This thread has been locked.

If you have a related question, please click the "Ask a related question" button in the top right corner. The newly created question will be automatically linked to this question.

[TDA4M] Why doesn't it seem like "Multi CH DDR 1MB to DDR 1MB" is faster than "1CH DDR 1MB to DDR 1MB" ?

Hello

I clicked "resolved" button by mistake on previos question.

    - LINK : http://e2e.ti.com/support/processors/f/791/t/837816

I attated summarized DRU and UDMA throughput again.

I recieved a message from Sivaraj

   

I'm sorry, I can't understand the first answer exactly. The second answer is OK.

From what I understand about the 1st answer :

    - UDMA and DUR can do 1 task on 1 channel. (If they do 2 tasks, it needs 2 channel.)

    - In other words, If DMAs(UDMA, DRU) use 2 channel, there are 2 tasks.

    - In the 1st answer, cache is loated in MSMC. I attached MSMC block diagram(Figure 8-3 in TRM) as well.

    - If DRU does "a" task to transfer 1MB from/to DDR, datapath would be DDR(Read) -> cache(in MSMC) -> DDR(Write).

    - But If DRU does "b" task to transfer 2MB from/to DDR before "a" task is completed, cache miss will occur in "a" task.

    - DMA will read again to store on cache and then write to DDR. An interrupt will occur at that time as well.

    - Hence, DRU transfer using multi channel is not efficiency and CPU loas could be high because of a lot of interrupts.
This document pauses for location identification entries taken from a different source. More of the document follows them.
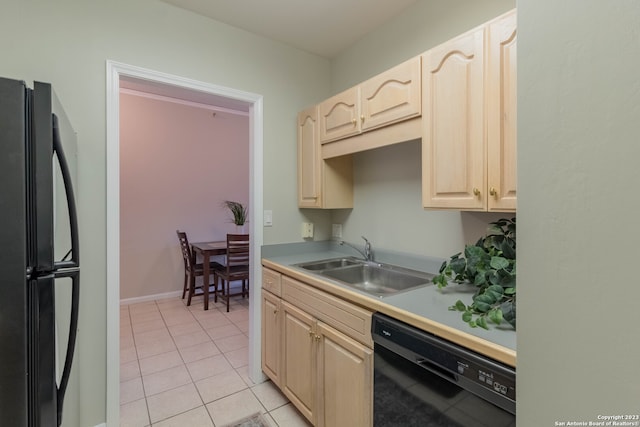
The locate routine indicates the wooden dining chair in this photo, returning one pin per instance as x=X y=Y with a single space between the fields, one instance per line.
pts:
x=193 y=270
x=235 y=269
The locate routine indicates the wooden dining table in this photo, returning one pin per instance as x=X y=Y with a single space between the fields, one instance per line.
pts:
x=207 y=250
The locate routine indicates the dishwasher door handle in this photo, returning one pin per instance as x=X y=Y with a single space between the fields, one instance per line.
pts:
x=436 y=369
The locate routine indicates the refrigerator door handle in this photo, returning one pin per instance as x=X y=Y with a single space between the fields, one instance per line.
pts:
x=71 y=203
x=74 y=274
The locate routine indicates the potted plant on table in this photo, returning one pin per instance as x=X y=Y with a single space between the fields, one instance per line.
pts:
x=490 y=265
x=239 y=214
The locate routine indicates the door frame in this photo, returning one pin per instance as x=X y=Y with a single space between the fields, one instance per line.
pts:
x=116 y=70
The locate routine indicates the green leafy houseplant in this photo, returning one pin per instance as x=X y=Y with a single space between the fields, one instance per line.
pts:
x=238 y=211
x=490 y=265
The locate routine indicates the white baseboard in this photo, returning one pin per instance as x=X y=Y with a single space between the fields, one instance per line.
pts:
x=146 y=298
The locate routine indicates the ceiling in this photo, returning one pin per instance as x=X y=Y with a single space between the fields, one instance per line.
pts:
x=321 y=27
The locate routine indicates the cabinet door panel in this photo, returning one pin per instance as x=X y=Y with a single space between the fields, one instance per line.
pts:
x=345 y=380
x=340 y=115
x=298 y=379
x=502 y=140
x=271 y=341
x=392 y=96
x=453 y=119
x=309 y=162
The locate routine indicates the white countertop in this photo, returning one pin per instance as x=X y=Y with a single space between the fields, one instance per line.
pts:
x=426 y=308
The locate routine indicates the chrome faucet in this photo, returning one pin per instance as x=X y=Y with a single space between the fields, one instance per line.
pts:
x=367 y=255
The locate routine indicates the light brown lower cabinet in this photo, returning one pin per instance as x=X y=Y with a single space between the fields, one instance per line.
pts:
x=271 y=332
x=325 y=373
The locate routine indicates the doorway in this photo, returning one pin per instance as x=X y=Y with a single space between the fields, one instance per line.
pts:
x=253 y=102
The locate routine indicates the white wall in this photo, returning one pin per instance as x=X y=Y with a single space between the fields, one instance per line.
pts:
x=578 y=151
x=178 y=163
x=68 y=42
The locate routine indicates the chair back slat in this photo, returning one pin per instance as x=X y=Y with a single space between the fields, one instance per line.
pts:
x=237 y=251
x=186 y=249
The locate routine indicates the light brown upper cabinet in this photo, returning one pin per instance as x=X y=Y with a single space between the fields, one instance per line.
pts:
x=469 y=120
x=501 y=114
x=387 y=98
x=321 y=183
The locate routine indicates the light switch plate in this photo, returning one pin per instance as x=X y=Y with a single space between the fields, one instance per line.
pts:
x=268 y=218
x=307 y=230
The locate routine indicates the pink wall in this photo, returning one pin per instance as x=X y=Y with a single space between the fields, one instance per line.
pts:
x=177 y=164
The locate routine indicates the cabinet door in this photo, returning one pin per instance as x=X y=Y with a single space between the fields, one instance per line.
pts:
x=340 y=115
x=392 y=96
x=271 y=330
x=309 y=161
x=345 y=380
x=501 y=114
x=453 y=151
x=299 y=365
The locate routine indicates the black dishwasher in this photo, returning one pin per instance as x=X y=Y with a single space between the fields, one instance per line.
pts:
x=423 y=380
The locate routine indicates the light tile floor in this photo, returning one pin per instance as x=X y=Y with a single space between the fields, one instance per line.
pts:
x=183 y=366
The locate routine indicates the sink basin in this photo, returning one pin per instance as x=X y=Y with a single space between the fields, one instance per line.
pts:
x=327 y=264
x=379 y=280
x=376 y=279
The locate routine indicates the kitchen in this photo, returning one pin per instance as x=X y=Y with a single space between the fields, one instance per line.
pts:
x=570 y=178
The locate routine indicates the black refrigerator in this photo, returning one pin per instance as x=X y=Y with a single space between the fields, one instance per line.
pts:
x=39 y=262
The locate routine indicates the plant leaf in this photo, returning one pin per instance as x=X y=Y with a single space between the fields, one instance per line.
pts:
x=498 y=262
x=495 y=316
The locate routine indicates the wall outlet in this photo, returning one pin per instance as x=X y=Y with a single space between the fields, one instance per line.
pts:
x=307 y=230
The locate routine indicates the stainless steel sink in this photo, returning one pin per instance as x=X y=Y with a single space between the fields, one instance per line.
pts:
x=327 y=264
x=380 y=280
x=376 y=279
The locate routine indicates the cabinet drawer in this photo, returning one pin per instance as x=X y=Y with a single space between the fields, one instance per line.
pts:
x=347 y=318
x=271 y=281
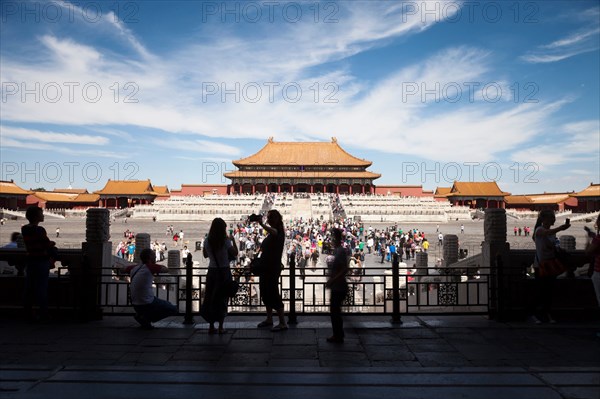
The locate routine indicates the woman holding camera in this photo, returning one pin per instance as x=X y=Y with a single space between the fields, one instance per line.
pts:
x=546 y=264
x=219 y=249
x=271 y=252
Could you please check above thinsg that I've understood ?

And It's really helpful for me to expain more details.

Best regards

Yongsig.

  • Hi,

    I think you got confused when I mentioned "task" in my response.

    The task that I mentioned is the BIOS software task that the UDMA unit test application creates to schedule the DMA operation.

    And the cache miss is the program and data cache misses when running multiple "SW" tasks in a CPU. This is will happen because of context switching and the data/stack memory is different for each of the task

    This is not the DMA scheduling inside DRU/UDMA across channel. When multiple channel transfer is done, the DRU/UDMA will interleave the transfer based on priority and then kind of happen in pseudo parallel.

    Hope this clarifies

    Regards

    Sivaraj R

  • Thank you for your reply.
    I think "Task" and "Context swtiching" are OK.
    I will appreciate it if you could check it out again.
       1. Do you mean one task is the same as one API ?

       2. A DRU or UDMA can transfer data using multi-channel or single channel in one API. Right ?
           (like udma_chaining_test in pdk)

       3. "Cache Tag Bank_x" located in MSMC is not data cache but tag memory for tagging the cache.
       4. In summarized DRU throuput table, "Multi CH DDR 1MB to DDR 1MB" has so high CPU Load.
           I think the reason is that there are a lot of interruption and context switching.
           But I was wondering why there are much more context switching when DRU is used than UDMA is used?
    Best regards,
    Yongsig.
  • 1. Task here mean BIOS task. Kindly refer BIOS userguide or generic OS concept to understand task. A task can contain multiple API sequence

    2. To support Multi-channel you need to open/create multiple DMA channels. This could be from one task or multiple tasks. It's up to you how you need to manage in your application. In the test application, we have created one task per channel so that they can run asynchronously.

    3. Yes

    4. There is more context switch because there are more interrupts in DRU as DRu throughput is higher.

  • Thanks Sivaraj.

    I think task, context switching and cache miss are OK.

    Finally, I have a question.

    In previous reply, cuould you explain more details about as follows ?

         - "In case of DRU, the DDR and CPU was already loaded"

         - "In case of UDMA, the DDR was not fully utilized with 1CH"

    Best regards

    Yongsig.

  • The DRU in the system can give very high throughput with DDR as well as with MSMC RAM. This is how the System is designed. Hence we get maximum DDR throughput and the DDR will be fully loaded. Since the data transfer is faster with DRU, 1MB transfer gets completed faster and the CPU is interrupted at a higher rate. Hence we get higher CPU load.

    The UDMA transfer by design doesn't provide maximum throughput by design for single channel. We get better throughput when multiple channels are used. Even then it won't be as good as the DRU transfer.